We already know that Northern Ireland’s haulage and logistics sector supports our regional and global supply chains and the sectors are vital for the NI economy. Brexit and Covid have highlighted the importance of supply-chains and their associated workers over the past two years. As we are witnessing with the Heavy Goods Vehicle (HGV) driver shortage, labour issues in this sector affect the stability of the entire economy.
As we emerge from the pandemic the NI economy is growing and businesses are seeking more skilled and semi-skilled employees than ever before. The labour pool has not kept up with this growing demand, and this is supported by The Department for Economy’s December 2021 Labour Market figures report, which states “The number of employees receiving pay through HMRC PAYE was 773,400, the highest on record.”
Many sectors of the economy face recruitment challenges and some must also grapple with a demographic challenge as the workforce ages. For logistics businesses, this is exacerbated by the fragmented nature of the sector and the lack of awareness of the range of careers available within logistics. For a number of years, some parts of the sector have struggled to attract new recruits and retain those working in it, relying on agency staff and foreign labour to manage periods of high stress. The reasons are diverse and include perceived lack of career development opportunities and lack of diversity.
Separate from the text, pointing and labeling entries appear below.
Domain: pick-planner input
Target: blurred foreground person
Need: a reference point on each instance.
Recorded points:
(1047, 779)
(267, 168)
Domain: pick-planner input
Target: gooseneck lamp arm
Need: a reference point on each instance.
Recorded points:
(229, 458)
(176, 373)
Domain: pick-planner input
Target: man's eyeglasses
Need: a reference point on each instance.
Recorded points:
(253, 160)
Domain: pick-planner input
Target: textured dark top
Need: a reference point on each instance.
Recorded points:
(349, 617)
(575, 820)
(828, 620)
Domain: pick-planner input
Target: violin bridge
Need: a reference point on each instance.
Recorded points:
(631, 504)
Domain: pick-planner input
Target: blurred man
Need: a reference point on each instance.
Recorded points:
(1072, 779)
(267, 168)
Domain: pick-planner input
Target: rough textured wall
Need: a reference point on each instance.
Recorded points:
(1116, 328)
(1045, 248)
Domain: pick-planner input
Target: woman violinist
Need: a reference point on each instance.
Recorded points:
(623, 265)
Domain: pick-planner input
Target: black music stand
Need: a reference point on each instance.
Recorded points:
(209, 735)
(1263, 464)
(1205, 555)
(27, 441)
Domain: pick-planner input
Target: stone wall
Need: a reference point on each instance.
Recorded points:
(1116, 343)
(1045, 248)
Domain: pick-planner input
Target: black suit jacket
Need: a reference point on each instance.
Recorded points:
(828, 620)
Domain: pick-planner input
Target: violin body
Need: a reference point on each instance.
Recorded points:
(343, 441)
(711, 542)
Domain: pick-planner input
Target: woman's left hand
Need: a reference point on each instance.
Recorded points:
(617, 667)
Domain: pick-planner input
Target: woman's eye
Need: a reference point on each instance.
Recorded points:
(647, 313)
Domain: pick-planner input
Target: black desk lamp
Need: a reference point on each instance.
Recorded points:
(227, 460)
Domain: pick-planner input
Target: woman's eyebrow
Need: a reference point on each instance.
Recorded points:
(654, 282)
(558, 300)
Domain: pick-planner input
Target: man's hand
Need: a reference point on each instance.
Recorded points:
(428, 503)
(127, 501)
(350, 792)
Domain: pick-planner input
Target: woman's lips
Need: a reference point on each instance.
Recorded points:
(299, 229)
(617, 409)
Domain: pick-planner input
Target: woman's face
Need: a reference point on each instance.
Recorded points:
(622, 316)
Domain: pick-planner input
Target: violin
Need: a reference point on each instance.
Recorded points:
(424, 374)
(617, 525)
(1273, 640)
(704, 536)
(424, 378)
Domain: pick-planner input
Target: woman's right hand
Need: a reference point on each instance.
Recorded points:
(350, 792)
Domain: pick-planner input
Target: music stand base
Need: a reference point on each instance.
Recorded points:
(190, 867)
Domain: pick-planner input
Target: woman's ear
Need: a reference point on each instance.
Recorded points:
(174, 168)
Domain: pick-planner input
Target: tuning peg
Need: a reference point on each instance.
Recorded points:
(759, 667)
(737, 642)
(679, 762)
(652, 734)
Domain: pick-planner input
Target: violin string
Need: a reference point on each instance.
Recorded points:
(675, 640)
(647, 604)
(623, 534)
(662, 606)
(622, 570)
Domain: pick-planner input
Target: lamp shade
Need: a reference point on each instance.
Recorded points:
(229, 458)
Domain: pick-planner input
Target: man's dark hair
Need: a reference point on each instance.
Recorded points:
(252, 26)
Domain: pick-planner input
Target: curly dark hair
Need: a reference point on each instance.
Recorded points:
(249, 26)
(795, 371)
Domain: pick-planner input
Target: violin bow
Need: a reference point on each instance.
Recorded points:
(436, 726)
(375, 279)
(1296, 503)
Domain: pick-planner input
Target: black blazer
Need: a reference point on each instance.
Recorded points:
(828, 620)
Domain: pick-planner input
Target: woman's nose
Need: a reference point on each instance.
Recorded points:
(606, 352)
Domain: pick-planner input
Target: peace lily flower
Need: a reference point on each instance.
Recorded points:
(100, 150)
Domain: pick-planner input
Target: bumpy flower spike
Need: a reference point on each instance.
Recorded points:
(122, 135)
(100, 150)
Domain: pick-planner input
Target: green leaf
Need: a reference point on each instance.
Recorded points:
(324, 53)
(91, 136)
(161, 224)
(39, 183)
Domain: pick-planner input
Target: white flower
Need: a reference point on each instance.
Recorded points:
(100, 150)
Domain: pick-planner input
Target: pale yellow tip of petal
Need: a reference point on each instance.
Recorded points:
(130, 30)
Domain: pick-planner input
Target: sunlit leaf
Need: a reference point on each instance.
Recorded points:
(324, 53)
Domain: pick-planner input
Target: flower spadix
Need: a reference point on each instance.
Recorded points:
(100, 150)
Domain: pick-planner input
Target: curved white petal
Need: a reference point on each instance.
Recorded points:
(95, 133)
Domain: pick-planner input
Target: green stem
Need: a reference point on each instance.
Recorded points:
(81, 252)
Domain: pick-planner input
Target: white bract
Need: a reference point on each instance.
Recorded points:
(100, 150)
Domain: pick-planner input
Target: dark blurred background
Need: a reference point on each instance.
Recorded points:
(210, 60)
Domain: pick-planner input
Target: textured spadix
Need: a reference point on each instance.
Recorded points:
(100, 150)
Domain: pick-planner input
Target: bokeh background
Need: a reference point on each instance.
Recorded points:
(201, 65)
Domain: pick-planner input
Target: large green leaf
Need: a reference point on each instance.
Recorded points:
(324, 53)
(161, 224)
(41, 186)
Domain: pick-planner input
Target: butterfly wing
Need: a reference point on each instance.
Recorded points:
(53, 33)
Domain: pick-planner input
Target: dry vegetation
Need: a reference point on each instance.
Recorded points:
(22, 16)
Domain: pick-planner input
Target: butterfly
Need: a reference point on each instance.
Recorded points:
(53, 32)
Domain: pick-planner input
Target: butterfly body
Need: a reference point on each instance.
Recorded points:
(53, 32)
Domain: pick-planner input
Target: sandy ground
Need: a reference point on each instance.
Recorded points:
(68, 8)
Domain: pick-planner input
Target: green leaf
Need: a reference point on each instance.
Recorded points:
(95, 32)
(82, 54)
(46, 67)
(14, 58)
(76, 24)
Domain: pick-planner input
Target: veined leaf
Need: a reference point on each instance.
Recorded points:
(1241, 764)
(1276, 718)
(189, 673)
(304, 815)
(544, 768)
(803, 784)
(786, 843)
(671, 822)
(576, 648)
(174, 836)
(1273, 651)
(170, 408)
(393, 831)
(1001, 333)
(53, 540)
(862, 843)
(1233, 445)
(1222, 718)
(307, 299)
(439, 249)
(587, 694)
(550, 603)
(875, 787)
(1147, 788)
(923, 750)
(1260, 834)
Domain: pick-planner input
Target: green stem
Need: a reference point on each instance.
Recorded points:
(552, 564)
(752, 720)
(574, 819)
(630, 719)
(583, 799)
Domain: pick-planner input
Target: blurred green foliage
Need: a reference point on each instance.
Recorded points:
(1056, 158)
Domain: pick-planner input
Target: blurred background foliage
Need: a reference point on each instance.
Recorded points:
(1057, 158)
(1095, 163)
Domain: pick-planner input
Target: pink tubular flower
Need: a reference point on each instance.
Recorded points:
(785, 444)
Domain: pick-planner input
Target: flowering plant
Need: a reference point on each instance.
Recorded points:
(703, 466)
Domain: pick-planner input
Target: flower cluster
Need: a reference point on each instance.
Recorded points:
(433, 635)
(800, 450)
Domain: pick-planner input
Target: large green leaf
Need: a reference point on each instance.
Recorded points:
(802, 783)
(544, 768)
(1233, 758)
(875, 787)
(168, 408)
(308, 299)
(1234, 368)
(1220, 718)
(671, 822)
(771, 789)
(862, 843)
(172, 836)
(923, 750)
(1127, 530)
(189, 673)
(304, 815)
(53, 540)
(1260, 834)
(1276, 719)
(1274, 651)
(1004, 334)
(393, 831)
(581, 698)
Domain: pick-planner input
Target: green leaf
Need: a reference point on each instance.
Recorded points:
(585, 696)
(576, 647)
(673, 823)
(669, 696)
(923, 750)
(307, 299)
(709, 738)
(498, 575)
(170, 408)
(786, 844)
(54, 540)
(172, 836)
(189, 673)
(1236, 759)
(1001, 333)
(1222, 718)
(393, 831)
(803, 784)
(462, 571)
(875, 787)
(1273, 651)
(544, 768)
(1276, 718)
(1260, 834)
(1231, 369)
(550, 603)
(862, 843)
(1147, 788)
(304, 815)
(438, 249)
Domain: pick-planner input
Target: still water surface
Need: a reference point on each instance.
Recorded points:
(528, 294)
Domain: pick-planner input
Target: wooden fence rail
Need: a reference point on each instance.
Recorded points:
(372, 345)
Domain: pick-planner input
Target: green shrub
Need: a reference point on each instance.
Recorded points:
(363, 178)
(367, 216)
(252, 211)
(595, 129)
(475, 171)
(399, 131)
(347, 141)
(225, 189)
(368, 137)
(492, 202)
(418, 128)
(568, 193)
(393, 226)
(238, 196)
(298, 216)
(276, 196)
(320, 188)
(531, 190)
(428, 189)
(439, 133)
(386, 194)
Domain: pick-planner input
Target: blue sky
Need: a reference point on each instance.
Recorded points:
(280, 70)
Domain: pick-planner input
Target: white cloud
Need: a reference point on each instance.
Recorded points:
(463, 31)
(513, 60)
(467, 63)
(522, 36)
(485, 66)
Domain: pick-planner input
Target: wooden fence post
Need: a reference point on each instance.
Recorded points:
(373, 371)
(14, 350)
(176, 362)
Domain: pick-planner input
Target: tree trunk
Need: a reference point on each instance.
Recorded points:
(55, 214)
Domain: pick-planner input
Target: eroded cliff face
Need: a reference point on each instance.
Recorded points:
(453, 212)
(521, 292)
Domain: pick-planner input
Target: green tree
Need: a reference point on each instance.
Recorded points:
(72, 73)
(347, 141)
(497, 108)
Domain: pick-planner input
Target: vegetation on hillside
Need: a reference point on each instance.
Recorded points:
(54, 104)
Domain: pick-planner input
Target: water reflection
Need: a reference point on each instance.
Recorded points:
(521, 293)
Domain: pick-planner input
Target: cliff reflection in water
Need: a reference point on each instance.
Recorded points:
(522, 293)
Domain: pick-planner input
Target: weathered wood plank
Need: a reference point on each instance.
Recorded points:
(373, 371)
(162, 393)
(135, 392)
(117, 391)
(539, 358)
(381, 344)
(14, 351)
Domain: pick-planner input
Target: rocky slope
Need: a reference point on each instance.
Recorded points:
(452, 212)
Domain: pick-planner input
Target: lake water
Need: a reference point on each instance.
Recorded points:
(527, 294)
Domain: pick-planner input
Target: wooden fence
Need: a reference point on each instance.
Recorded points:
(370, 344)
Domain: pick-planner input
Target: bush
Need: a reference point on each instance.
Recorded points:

To improve resilience of the supply chain, we must improve the labour market for the sector. The freight industry is made up of workers from many different sub sectors. From the crew of container ships and the port workers who load and offload containers, pilots flying cargo in commercial flights and the cargo handlers on the ground that send goods on their way, to the HGV drivers, van drivers and train drivers who get goods to their final destination. There are many more essential jobs in between and the workforce and skills requirements are diverse.
It is important that these businesses not only consider challenges of the current workforce, but that they look ahead to the next generation of logistics workers, ensuring commercial longevity and the ongoing integrity of the supply chain. There are currently trends of an ageing workforce and a strong male bias within the logistics sector, not only on the frontline with drivers but across all roles and levels. Businesses must continue to work on this challenge as well as to attract more participation from a wider range of diverse groups.
How can you do this? Through the Transport and Supply Chain Management Foundation Degree at South West College. The programme validated by The Open University and supported by CILT provides applicants with a core knowledge and the higher technical skills in Transport and focuses on the practical application of knowledge and skills in both the academic and Work Based Learning components of the programme allowing students to ‘earn while they learn’.
A universal approach to the course coupled with opportunities to work with students from other Higher Education programmes will enable participants to gain an appreciation of the importance of a team approach in the modern and vibrant Transport sector. This multi-disciplinary approach is critical to ensure the successful and timely delivery of Transport and Supply Chain Management projects and the next generation of professionals.
Upon successful completion of the Foundation Degree in Transport & Supply Chain Management programme, graduates may consider entering into employment within the Transport and Supply Chain sector or continuing to study by applying for a place on a BSc programme in a relevant discipline including the level 6 BSc (Hons) Top-Up Degree in Transport and Supply Chain Management at South West College.
Even before COVID-19 rocked global supply chains, the transportation and logistics industry was undergoing massive change. Factor in the profound impact of the pandemic, and the changes to operational supply chain flows related to Brexit our industry has gotten even more complex. The sectors knowledgeable professionals have been essential to preventing our supply chain breakdowns while navigating the way forward. Because transportation and logistics keeps the world moving (literally), employees with knowledge and skills in this area are not only highly sought-after but well compensated for their expertise. Degrees, in particular, can position graduates for executive-level jobs as well as academic ones.
For students looking for fascinating and challenging careers, there may be no more opportune time than now to pursue studies in transportation and logistics. The importance of education and training that Northern Ireland’s logistics and transport practitioners receive cannot be exaggerated, as it impacts directly on the efficient management of the supply chain in which they are an essential element. Within their own industry, logistics and transport practitioners are now required to take a wider strategic view rather than the previously acceptable narrow operational view. This increased role and status requires substantially different and enhanced skills, education and training. Making the foundation degree at South West College the perfect opportunity to upskill your staff, recruitment opportunities and employment pathways for the next generation.